Russell was a logician, so he cannot resist making a simple logical point here: if you want prison to represent an uncomfortable alternative to ‘the world outside’ that constitutes an effective deterrent to crime, you have two choices: make prison conditions much worse, or make the state of ‘the world outside’ much better. Our reactions to the world we encounter rely on contrasts and conditioning; it took a princess used to the utter luxury of royal palaces to find the pea under the pile of mattresses unbearable; the parched wanderer in the desert finds the brackish water of a dusty oasis the sweetest nectar of all. It is not inconceivable that many who are used to endemic and grinding poverty, hunger, and violence might find prison not such a bad alternative, and find that its supposed terrors, when viewed from afar, are entirely lacking in deterrent effect. (That sad old saw about criminals committing crimes in order to get three square meals and a roof over their heads perhaps bears repeating here.)

Unsurprisingly, the vindictive and retributive mentality of societies informed at heart by the “theological conception of ‘sin’,” entirely unconcerned with the actual and effective amelioration of social ills, chooses the former of the options listed above.

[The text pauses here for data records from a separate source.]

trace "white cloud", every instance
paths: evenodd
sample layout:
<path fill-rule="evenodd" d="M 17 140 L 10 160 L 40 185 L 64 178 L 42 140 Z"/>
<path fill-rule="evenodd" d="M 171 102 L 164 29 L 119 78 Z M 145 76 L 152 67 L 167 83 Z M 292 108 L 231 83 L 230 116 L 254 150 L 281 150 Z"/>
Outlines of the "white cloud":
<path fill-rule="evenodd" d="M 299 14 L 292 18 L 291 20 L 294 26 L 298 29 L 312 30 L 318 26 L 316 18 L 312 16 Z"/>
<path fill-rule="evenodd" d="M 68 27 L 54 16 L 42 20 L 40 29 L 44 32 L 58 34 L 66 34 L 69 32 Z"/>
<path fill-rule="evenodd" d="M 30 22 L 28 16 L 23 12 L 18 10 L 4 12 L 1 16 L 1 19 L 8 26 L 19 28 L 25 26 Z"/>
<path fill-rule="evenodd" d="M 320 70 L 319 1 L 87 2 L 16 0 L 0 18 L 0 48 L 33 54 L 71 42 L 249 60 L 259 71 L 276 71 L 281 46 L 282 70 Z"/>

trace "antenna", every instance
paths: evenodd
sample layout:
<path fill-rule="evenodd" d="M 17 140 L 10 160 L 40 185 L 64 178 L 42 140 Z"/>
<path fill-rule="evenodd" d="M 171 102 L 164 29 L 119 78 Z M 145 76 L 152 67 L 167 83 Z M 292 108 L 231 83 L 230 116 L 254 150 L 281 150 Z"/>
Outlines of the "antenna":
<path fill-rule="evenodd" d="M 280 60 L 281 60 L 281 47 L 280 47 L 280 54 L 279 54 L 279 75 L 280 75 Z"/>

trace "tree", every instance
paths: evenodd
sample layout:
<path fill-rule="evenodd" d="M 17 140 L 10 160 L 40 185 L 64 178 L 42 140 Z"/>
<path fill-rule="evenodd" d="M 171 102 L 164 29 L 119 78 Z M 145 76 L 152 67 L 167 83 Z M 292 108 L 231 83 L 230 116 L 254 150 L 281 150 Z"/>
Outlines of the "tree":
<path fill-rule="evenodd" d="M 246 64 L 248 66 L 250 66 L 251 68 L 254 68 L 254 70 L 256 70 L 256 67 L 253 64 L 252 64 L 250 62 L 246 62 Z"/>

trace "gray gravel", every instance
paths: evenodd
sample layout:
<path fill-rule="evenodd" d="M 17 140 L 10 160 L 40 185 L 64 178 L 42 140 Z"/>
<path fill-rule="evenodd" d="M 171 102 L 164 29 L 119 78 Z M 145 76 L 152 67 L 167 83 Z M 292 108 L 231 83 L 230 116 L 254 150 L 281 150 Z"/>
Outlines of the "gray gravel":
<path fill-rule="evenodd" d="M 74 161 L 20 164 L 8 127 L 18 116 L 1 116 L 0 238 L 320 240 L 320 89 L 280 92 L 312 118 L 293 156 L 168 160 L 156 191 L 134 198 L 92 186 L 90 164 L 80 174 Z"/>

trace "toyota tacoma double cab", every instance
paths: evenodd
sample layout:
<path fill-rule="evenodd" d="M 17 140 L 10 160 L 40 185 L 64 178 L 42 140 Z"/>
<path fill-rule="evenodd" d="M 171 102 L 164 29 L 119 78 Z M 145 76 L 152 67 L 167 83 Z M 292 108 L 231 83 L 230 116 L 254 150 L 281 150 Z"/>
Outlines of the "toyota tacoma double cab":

Moreover, the emphasis on retribution acts as a powerful distraction from clear thinking on what might have made criminals act the way they did–perhaps if ‘the world outside’ were improved, some of the causal chains leading to the commission of crime could be disrupted.

Note 1: The details of this shameful scandal and its gross violation of academic freedom  are still worth reading after all these years (especially because, as the Steven Salaita affair reminds us, academic freedom remains under assault.) Paul Edwards‘ ‘Appendix’ in Why I Am Not A Christian (Allen and Unwin, New York, 1957) contains the sordid and infuriating details. Edwards’ essay is in turn based on The Bertrand Russell Case (eds. Horace Kallen and John Dewey, Viking Press, 1941).